Home is Wherever I'm With You

by DeerstalkerDeathFrisbee



Series: True Love or Something [5]
Category: Voltron: Legendary Defender
Genre: Alternate Universe - Modern Setting, Fluff, Gen, Lance (Voltron) is a Mess, M/M, Neighbors, Sick Character, Sickfic
Language: English
Status: Completed
Published: 2016-12-12
Updated: 2016-12-12
Packaged: 2018-09-08 02:57:23
Rating: General Audiences
Warnings: No Archive Warnings Apply
Chapters: 1
Words: 2,971
Publisher: archiveofourown.org
Story URL: https://archiveofourown.org/works/8827780
Author URL: https://archiveofourown.org/users/DeerstalkerDeathFrisbee/pseuds/DeerstalkerDeathFrisbee
Summary: “Lance.
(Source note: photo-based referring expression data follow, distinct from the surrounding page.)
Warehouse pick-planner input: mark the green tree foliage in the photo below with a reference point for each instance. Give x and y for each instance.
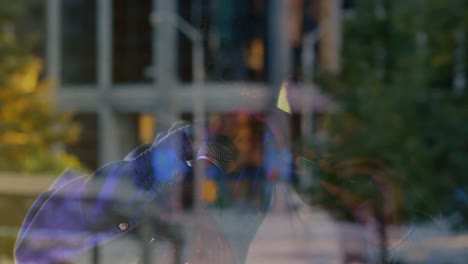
(30, 126)
(399, 139)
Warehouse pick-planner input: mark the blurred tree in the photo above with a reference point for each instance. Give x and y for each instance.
(30, 127)
(399, 139)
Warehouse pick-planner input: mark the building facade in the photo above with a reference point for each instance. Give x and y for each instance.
(128, 69)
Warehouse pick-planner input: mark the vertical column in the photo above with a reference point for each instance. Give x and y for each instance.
(330, 35)
(108, 125)
(53, 49)
(279, 62)
(279, 43)
(164, 58)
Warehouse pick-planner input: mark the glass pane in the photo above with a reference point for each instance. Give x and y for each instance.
(231, 54)
(132, 40)
(78, 42)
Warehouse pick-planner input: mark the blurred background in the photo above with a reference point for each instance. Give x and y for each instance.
(377, 95)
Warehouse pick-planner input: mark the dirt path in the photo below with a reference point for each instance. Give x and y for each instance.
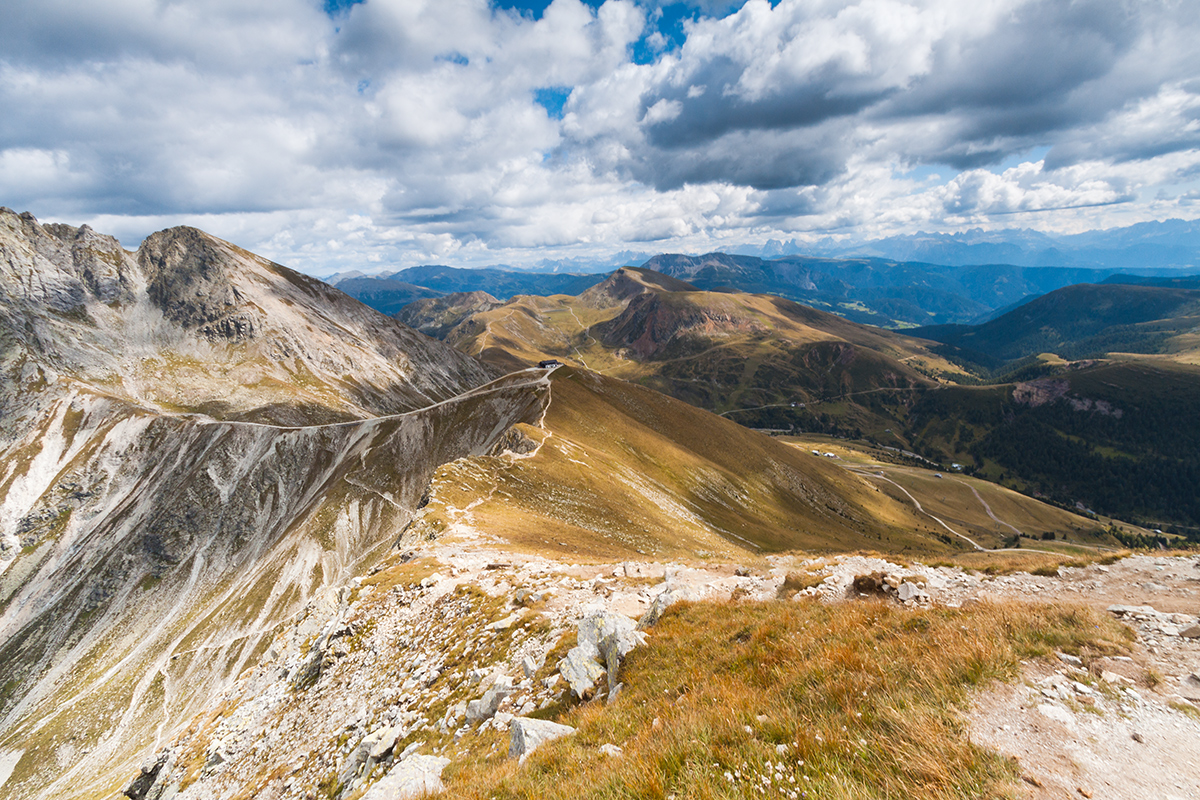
(921, 510)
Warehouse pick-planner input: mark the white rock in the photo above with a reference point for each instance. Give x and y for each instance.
(504, 624)
(1057, 714)
(413, 777)
(527, 734)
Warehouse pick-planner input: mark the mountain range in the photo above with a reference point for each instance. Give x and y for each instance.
(202, 446)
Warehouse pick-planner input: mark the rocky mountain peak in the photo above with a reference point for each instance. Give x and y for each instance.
(61, 268)
(189, 278)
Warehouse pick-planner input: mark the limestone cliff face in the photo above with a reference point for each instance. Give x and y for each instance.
(195, 444)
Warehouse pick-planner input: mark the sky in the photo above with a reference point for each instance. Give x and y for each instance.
(339, 134)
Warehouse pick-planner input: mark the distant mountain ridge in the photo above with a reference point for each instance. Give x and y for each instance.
(1167, 244)
(449, 280)
(876, 290)
(1084, 320)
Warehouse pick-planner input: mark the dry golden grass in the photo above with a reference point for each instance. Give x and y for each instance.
(781, 698)
(1035, 561)
(627, 471)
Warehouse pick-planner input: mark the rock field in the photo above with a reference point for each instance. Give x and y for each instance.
(443, 648)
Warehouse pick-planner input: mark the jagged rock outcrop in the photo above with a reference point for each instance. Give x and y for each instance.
(156, 522)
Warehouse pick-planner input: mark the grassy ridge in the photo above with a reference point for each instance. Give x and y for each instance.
(627, 471)
(783, 698)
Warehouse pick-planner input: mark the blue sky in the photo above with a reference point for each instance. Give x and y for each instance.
(333, 134)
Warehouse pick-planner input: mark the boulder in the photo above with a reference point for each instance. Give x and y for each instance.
(527, 734)
(604, 641)
(485, 708)
(413, 777)
(143, 785)
(581, 669)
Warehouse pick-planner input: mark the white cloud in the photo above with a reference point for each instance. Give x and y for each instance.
(408, 130)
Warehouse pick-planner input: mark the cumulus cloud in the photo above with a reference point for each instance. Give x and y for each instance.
(399, 131)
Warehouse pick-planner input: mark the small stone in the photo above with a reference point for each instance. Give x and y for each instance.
(1057, 714)
(504, 624)
(1074, 661)
(527, 734)
(486, 707)
(529, 667)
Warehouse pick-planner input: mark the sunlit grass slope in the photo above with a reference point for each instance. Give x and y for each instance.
(792, 699)
(624, 471)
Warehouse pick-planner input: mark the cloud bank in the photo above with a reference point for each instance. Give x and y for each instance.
(393, 132)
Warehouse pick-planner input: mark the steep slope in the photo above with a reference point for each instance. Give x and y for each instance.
(384, 295)
(448, 280)
(438, 317)
(195, 324)
(149, 548)
(1084, 320)
(1116, 437)
(621, 471)
(767, 360)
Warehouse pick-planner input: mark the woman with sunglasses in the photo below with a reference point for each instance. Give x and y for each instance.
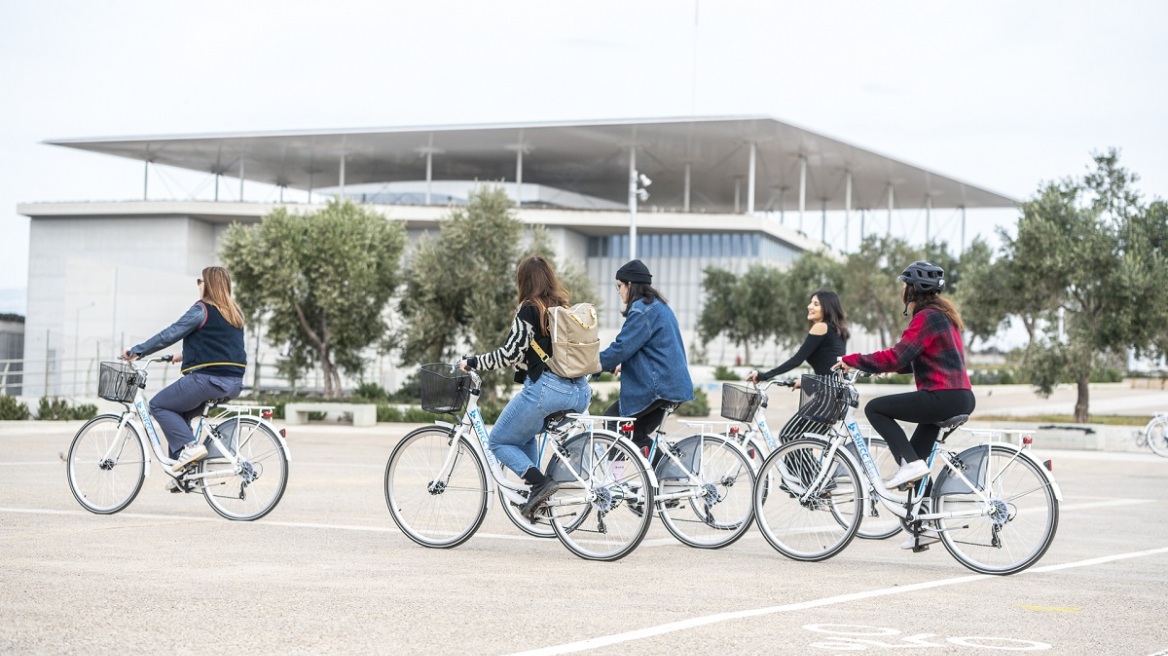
(213, 364)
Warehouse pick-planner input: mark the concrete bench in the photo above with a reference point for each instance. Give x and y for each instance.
(362, 413)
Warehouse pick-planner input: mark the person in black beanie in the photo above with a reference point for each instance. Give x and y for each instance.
(649, 354)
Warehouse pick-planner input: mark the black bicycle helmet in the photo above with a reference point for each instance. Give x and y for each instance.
(923, 277)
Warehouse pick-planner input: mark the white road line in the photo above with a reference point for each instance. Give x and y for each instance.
(686, 625)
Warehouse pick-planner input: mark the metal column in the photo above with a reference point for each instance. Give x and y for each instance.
(803, 189)
(847, 208)
(750, 179)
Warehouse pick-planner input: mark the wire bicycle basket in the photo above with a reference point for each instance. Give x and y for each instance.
(739, 402)
(117, 381)
(445, 389)
(825, 398)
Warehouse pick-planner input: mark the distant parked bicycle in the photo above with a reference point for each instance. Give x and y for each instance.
(438, 489)
(993, 506)
(242, 477)
(1155, 435)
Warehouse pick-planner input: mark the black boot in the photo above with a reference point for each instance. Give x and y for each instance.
(542, 488)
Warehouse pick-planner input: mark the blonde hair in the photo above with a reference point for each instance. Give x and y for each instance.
(217, 292)
(537, 285)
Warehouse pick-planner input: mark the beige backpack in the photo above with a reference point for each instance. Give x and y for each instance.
(575, 341)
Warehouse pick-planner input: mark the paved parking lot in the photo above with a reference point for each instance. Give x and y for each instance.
(328, 572)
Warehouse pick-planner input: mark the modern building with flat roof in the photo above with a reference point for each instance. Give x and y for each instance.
(722, 192)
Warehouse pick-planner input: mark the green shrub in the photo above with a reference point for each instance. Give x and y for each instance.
(725, 374)
(697, 407)
(409, 392)
(12, 410)
(370, 391)
(56, 410)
It’s a virus.  You just treat the symptoms and wait it out.”  “But that’s crap!  Allura, you’re a doctor, you miracle-cure people!”  “One, that’s not how my job works, and two, just admit you should have gotten a flu shot and tell your boyfriend you’re sick so he can take care of you.” 
Lance gets sick and refuses to admit that maybe Keith was right and he should have gotten a flu shot when he had the chance.  Keith attempts to be nurturing.





	

**Author's Note:**

> THANK YOU, THANK YOU, THANK YOU, EVERYBODY! Your kind reviews make me so happy, thank you so much for your support for these crazy space kids. 
> 
> This fic's a gift for a dear friend of mine, who sadly has a flu-like bug and requested a sick Lance fluff fic. Fan fiction is the very best medicine, right? And I've got a head cold so this is partially a pick-me-up for me too.
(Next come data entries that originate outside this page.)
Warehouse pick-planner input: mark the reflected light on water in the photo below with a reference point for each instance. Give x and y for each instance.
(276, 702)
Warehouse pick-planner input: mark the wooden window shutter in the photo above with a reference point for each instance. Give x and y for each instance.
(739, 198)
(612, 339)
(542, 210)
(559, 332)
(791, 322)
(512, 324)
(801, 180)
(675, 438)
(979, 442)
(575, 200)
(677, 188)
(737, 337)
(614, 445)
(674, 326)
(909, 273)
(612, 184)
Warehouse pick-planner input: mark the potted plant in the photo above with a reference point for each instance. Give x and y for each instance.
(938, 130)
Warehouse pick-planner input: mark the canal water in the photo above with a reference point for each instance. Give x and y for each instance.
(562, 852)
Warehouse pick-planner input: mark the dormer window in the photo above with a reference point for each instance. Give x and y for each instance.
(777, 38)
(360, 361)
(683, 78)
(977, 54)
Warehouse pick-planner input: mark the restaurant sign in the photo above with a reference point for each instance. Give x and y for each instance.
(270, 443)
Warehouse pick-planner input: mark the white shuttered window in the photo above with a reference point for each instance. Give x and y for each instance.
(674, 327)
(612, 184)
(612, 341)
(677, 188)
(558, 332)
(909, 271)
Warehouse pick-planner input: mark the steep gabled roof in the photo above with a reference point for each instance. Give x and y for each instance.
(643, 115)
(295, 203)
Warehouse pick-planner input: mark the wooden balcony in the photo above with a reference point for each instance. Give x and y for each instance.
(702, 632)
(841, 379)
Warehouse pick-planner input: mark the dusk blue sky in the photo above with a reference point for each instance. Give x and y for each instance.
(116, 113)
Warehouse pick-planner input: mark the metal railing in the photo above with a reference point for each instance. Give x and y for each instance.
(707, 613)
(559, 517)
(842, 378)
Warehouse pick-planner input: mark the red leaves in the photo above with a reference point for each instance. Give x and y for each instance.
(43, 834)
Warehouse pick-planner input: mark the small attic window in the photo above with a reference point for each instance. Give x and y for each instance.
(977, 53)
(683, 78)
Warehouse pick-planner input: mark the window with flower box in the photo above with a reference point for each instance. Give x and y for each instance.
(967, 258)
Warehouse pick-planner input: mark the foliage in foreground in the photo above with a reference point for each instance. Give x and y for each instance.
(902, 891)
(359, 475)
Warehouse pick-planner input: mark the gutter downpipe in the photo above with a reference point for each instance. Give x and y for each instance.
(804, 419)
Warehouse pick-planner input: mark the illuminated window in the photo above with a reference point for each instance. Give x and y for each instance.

**Home is Wherever I’m With You**

Lance has a fantastic immune system, okay? He never gets sick, hell would have to freeze over, Satan would have to find a new career in frozen yogurt manufacturing for Lance to get even the slightest sniffle. As he has said, many times, at various (high) volumes, working with kids at the Community Center has successfully inoculated him against anything short of the bubonic plague. He is essentially immortal, invincible and incapable of getting sick.

            That’s why, when flu season starts up, he’s not too worried about getting a flu shot, despite Keith’s many increasingly passive-aggressive sticky-note reminders about it, including a memorable one placed over the top of his coffee cup.

            “KEITH!” Lance yells when he’s managed to spit the vile thing out and read what’s written on it in Keith’s dramatic, spiky handwriting.

            “Yes?” Keith says, peering around the corner into the kitchen, the picture of innocence.

            “What the fuck?! Why are you trying to kill me with paper products?”

            Keith’s brows draw together bemusedly, “Why didn’t you look at what you were drinking?”

            “Because it’s coffee! I trust my coffee!”

            Keith shakes his head and goes to walk away, “It’s a cruel world out there, Lance. I suggest you get used to it.”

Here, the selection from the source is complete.